2012年9月13日(木)
「日本維新の会」結成
「古い政治」を強権的に
解雇規制緩和・軍事力強化・TPP「参加」…
日本国憲法の下で歩んできたはずの私たちの社会の中で、民主主義を窒息させるような異質の危険をもつ政党が旗揚げされました。
橋下徹大阪市長が率いる「大阪維新の会」が12日、大阪市内で政治資金パーティーを開き、7人の国会議員を集めて急造した「日本維新の会」の結成を宣言したのです。
同党が「綱領」と位置付ける「維新八策」の中身はどうでしょうか。経済政策は、派遣法改悪では飽き足らぬとばかりに大企業に都合のいい「解雇規制の緩和」を盛り込むなど、国民生活をどん底に陥れた小泉「構造改革」をより極端にした新自由主義です。外交・安保政策は、憲法9条の改悪を志向し、「日米同盟を基軸」に軍事力の強化と売国の環太平洋連携協定(TPP)「参加」を打ち出すという従来型のアメリカいいなりです。
財界・アメリカ中心の政治にはメスを入れず、大阪府知事・大阪市長としての橋下氏のこれまでのすべてがそうであったように古い政治の焼き直しにすぎません。
民主主義否定
同時に橋下氏の政治には、これまでの古い政治をより強権的・独裁的に行おうとする危険な側面があります。

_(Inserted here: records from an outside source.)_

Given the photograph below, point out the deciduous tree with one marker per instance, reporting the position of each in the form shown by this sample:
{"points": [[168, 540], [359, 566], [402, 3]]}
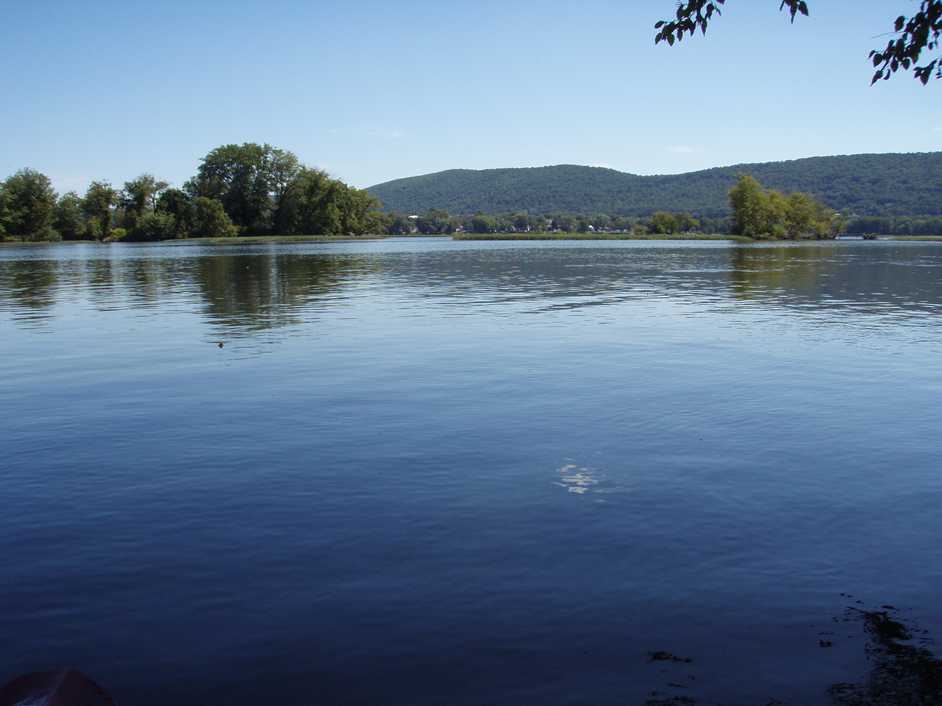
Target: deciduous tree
{"points": [[30, 205], [913, 35]]}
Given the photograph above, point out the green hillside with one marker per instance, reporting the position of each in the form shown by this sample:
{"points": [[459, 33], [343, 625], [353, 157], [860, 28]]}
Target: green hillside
{"points": [[866, 184]]}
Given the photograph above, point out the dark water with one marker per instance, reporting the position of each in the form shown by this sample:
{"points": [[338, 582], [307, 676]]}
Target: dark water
{"points": [[425, 472]]}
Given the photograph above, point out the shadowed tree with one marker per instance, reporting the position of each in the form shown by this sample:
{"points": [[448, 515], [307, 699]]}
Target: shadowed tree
{"points": [[913, 35]]}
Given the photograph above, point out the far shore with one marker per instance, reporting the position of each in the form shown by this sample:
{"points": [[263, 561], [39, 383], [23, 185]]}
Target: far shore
{"points": [[287, 239]]}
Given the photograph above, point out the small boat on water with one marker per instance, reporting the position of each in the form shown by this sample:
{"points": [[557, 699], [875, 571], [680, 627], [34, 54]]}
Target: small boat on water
{"points": [[60, 687]]}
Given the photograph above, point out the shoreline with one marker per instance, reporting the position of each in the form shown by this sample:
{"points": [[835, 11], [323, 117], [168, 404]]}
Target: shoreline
{"points": [[467, 237]]}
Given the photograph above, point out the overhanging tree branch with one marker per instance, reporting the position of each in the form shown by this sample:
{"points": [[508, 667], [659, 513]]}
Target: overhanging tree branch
{"points": [[915, 34]]}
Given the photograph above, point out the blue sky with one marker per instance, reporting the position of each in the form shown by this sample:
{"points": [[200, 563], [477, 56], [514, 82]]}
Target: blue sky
{"points": [[373, 91]]}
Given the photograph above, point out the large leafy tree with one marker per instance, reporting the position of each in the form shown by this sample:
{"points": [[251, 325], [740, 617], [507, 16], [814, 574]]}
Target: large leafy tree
{"points": [[30, 205], [913, 35], [210, 219], [178, 204], [100, 198], [140, 195], [70, 219], [248, 179]]}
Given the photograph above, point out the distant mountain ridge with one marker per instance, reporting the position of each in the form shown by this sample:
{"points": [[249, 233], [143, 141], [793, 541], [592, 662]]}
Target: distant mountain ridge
{"points": [[896, 184]]}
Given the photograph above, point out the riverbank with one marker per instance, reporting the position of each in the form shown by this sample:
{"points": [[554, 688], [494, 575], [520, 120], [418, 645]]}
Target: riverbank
{"points": [[596, 236]]}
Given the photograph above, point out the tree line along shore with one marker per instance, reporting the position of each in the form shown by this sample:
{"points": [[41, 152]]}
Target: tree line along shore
{"points": [[260, 190]]}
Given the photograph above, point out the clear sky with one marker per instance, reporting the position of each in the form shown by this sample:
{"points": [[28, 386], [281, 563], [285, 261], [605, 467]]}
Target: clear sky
{"points": [[373, 91]]}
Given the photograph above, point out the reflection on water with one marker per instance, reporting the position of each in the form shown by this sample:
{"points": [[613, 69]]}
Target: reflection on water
{"points": [[576, 479], [249, 289], [408, 471]]}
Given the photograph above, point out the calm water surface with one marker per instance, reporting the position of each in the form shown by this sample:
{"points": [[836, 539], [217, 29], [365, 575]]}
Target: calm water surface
{"points": [[429, 472]]}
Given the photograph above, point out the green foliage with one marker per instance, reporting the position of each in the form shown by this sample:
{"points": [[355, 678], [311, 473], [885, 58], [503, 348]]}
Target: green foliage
{"points": [[140, 195], [210, 219], [315, 204], [97, 205], [871, 185], [913, 35], [664, 223], [4, 211], [178, 204], [766, 213], [249, 180], [435, 222], [152, 227], [69, 219], [400, 225], [482, 223], [29, 203]]}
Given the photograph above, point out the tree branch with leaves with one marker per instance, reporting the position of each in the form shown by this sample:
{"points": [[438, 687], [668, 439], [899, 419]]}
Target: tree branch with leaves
{"points": [[914, 35]]}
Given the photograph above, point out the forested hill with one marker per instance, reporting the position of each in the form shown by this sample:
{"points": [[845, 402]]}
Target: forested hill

橋下氏は知事時代の昨年6月、「今の日本に必要なのは『独裁』」と語りました。市長就任後は「今の日本に必要なのは『決定できる民主主義』」と言い出しましたが、それがただの言い換えだったことは、その後の言動を見れば明らかです。
一般市民の思想・信条にかかわる質問まで答えさせる市職員に対する「思想調査」、教育への露骨な政治介入に道を開く教育関連条例、公務員を橋下氏の下僕とするための職員基本条例、モノ言わぬ市職員をつくる政治活動制限条例…、そのすべてが憲法と民主主義の精神を真っ向から踏みにじる暴挙です。
それらは、教員や公務員などを“既得権者”として攻撃し、それとたたかう自分をヒーローと描き出す手口や、“選挙で勝てば何でもあり”とばかりに民主主義を歪曲(わいきょく)する思想のもとで進められてきました。
しかし、公務員攻撃の帰結は、大阪市の解体であり、現在も進行中の「市政改革プラン」による市民施策の約400億円近い削減だったのです。
新党に集まった議員は、公教育を破壊する教育の市場化について「教育バウチャーでも株式会社(による学校運営)でもなんでもいい」(みんなの党出身の小熊慎司参院議員)などとこともなげに言い放つ議員ばかり。松浪健太衆院議員は、自民党で生活保護攻撃の旗振り役でした。
資格問われる
橋下氏はいま、こうした議員で設立した新党を足場に次期総選挙で「基本的には過半数を目標にする」などと豪語しています。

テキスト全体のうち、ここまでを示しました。